La Agencia Internacional de Energía calcula que los centros de datos del mundo pasarán de 485 teravatios hora en 2025 a cerca de 950 en 2030: el consumo total se duplica, la parte que mueve la IA se triplica y se acerca al 3% de la electricidad del planeta.

El agravante colombiano: matriz hidroeléctrica

Para Colombia hay un agravante propio. Cerca del 70% de la electricidad que generamos es hidroeléctrica. Funcionamos con agua. XM advirtió en abril riesgo de racionamiento entre 2026 y 2027 si El Niño golpea los embalses. Sobre esa matriz seguimos sumando centros que consumen luz y evaporan agua. No es que esté mal, pero es una decisión de fondo tomada sin discutirla.

La lección de Iván Illich

Iván Illich pensó este problema hace medio siglo. En Energía y equidad, de 1974, sostuvo que toda herramienta tiene un umbral: por debajo sirve, por encima produce lo contrario de lo que promete. Su ejemplo fue el automóvil. El estadounidense promedio dedicaba más de 1.600 horas al año a conducirlo, pagarlo y mantenerlo, para recorrer 12.000 kilómetros: menos de ocho por hora, apenas más rápido que caminar. Prometía velocidad y, contado entero, la devolvía a paso de peatón.

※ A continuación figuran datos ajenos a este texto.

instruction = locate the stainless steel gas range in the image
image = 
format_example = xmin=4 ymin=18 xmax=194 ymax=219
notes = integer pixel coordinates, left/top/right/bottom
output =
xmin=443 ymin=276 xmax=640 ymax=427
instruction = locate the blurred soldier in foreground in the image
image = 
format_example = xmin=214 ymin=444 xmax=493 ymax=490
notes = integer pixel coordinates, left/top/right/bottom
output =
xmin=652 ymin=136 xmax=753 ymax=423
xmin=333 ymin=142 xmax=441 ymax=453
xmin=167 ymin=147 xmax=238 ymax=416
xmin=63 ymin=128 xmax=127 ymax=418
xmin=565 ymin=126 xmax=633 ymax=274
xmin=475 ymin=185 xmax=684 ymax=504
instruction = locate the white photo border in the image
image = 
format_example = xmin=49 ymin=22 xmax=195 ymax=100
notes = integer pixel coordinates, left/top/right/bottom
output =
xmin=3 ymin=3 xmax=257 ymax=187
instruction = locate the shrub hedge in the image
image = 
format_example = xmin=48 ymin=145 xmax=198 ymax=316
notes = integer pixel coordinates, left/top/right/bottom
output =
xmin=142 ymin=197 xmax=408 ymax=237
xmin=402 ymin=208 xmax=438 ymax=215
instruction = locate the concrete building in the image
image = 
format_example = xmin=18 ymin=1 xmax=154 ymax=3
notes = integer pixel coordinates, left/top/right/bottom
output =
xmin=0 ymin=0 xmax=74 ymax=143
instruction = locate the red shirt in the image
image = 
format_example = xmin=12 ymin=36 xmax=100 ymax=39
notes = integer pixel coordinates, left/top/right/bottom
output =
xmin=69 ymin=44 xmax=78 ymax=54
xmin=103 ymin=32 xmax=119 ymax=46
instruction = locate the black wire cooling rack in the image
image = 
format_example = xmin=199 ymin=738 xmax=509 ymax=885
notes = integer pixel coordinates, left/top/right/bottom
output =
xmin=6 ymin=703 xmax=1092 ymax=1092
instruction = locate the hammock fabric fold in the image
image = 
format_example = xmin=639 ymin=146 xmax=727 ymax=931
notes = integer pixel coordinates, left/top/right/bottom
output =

La pregunta de Illich no es si la IA sirve, sino dónde está su umbral. Medimos lo que entrega y rara vez lo que cuesta sostenerla en vatios y litros. Mientras esa mitad siga fuera del tablero, no sabremos de qué lado del umbral estamos.

Gobernar la IA más allá de los algoritmos

Gobernar la IA no es solo preguntar qué decide. Es preguntar de dónde sale su energía y a qué fuente le quitamos el agua que la enfría. La nube tiene una dirección física. Conviene saberla antes de seguir construyéndola.